The low margin retailer released its half-year results on the February 23. The result came in line with market expectations with earnings before interest, tax, depreciation and amortisation (EBITDA) up 19.2 per cent on the prior corresponding period.
The group saw an increase of online sales of 58.9 per cent up to $39.1 million, up from $24.6m. Over the same period the group opened a total of 17 stores and closed 14 loss making stores. The plan going forward is for seven new store openings, and to give 27 existing ones a fresh coat of paint in the back half of FY16.
Gross margins have declined and this was primarily due to the strengthening of the US dollar against the Australian dollar, as well as competitive pressures.
The unknown coming into the result was how the return to profitability was tracking for the Rivers business and although this is still largely unknown there are some signs of progress. The underlying EBITDA loss for Rivers has decreased to $5.2m, much improved on the $11.2m loss in the comparable period last year.

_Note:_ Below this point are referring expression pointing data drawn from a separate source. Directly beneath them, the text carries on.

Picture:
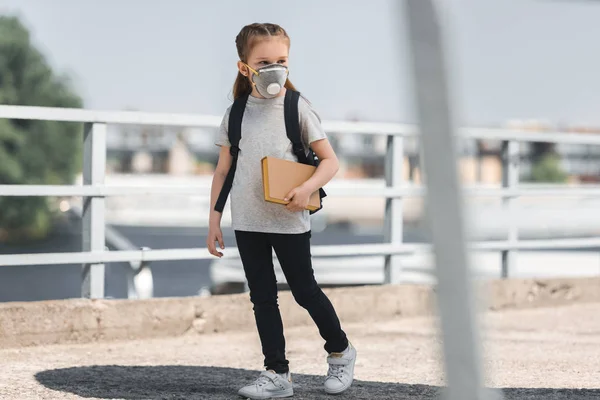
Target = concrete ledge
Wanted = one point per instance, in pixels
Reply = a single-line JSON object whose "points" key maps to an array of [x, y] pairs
{"points": [[83, 321]]}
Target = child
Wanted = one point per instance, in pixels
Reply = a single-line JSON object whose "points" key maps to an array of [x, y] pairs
{"points": [[261, 226]]}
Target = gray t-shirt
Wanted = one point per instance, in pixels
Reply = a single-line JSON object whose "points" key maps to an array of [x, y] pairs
{"points": [[263, 135]]}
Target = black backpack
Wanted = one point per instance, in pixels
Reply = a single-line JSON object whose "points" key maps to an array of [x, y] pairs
{"points": [[292, 127]]}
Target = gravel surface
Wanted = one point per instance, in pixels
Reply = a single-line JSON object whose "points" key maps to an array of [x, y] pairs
{"points": [[548, 354]]}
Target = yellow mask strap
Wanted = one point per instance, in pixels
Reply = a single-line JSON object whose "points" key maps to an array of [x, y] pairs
{"points": [[250, 68]]}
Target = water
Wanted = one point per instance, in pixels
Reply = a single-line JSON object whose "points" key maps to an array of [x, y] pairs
{"points": [[171, 278]]}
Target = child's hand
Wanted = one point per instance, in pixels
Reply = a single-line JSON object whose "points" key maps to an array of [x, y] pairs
{"points": [[298, 198], [215, 235]]}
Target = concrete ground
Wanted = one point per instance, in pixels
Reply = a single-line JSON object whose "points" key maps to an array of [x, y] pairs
{"points": [[543, 353]]}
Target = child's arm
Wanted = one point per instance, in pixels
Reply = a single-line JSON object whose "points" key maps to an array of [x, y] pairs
{"points": [[328, 167], [214, 219]]}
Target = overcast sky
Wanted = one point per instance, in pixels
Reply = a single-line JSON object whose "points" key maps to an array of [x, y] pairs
{"points": [[512, 58]]}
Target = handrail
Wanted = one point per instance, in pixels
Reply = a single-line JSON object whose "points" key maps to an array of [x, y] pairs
{"points": [[340, 191], [94, 191], [212, 121], [364, 250]]}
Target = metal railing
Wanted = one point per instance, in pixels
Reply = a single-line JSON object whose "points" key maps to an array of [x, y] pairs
{"points": [[93, 191]]}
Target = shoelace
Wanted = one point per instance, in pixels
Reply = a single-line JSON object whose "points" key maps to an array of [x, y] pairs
{"points": [[336, 371], [262, 380]]}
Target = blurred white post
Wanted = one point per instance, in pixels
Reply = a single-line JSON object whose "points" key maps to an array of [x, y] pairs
{"points": [[510, 180], [393, 220], [444, 204], [93, 238]]}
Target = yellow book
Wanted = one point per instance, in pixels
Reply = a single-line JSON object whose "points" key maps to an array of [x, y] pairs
{"points": [[281, 176]]}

The inherited inventory has been cleared and the Ballarat warehouse was to be closed in February, with a one-off $1.5m cost. Management commented they expect Rivers to start trading profitably sometime during FY17.
In our previous piece on SFH (read more here) one of the main drivers for our sell call was the acquisition of Rivers which was drowning in a sea of inventory. The 2013 acquisition was then, and still is now, taking a long time to bed down.
At the group level we can see that the underlying EBITDA margin looks to have bottomed in the second half of FY15 going from 5.5 per cent in H1FY15 to 2.6 per cent at the full year for FY15. EBITDA margins have rebounded to 6.2 per cent in H1FY16.
The 5.2 per cent first half sales growth, reflects underlying comparable store sales growth (CSG) of 5.7 percent, including Rivers. This marks the fourth consecutive six-monthly period of positive CSG by the group.
Cash at the end of the half was $1.5m, but as outlined at the AGM in November 2015, the Board has decided to prudently retain cash reserves, rather than declare an interim dividend.
Gary Perlstein, SFH chief executive, said: “The improved performance by Rivers during this half is extremely encouraging. We are on track with the transformation of this iconic brand. There is hard work still to go, but the worst is now behind us”
Who would have thought such a cheap acquisition could cause so much pain? But Perlstein hasn’t given up hope, stating “I remain confident that Rivers will start trading profitably during FY17, and will make a meaningful contribution to the groups profitability in future years alongside our other brands.”
Online sales and the digital strategy will remain important for all brands including Rivers. Thus far customer responses to the launch of new ranges across all brands and categories has been strong, with continued uplift in online sales.
The group’s key priorities can be summarised as
- Rejuvenation of existing brands across the group
- Transformation of Rivers into the age of Omni-channel retailing
- Expansion into new markets beyond Australia for City Chic.
We have a $0.69 valuation for SFH, with relatively conservative assumptions. These include average revenue growth across the forecast period of 4 percent, and a group EBITDA margin increasing from 3.8 percent in FY16 to 4.2 percent in FY18. The company does have strategic initiatives that may provide growth above these assumptions. But the company is operating in a very competitive environment, with risks around brand performance, currency movements, cost pressures and general retail demand.
Our FY17 earnings per share forecast of 4.6 cents, places the stock on a PE of 14 times.
The low margin retailer has fallen and got back on its feet numerous times in the past, and looks to have at this point to be back on knees again. Maybe it will bounce back, but we are not going to wait around to watch it rise and stumble like a newborn giraffe. At a time when there is value in every direction you look on the market, you would be better served looking elsewhere in the retail space.
Although our final call is a hold, we can’t see any catalysts to provide share price growth and as such we are ceasing coverage and boarding up the shopfront on Specialty Fashion Group.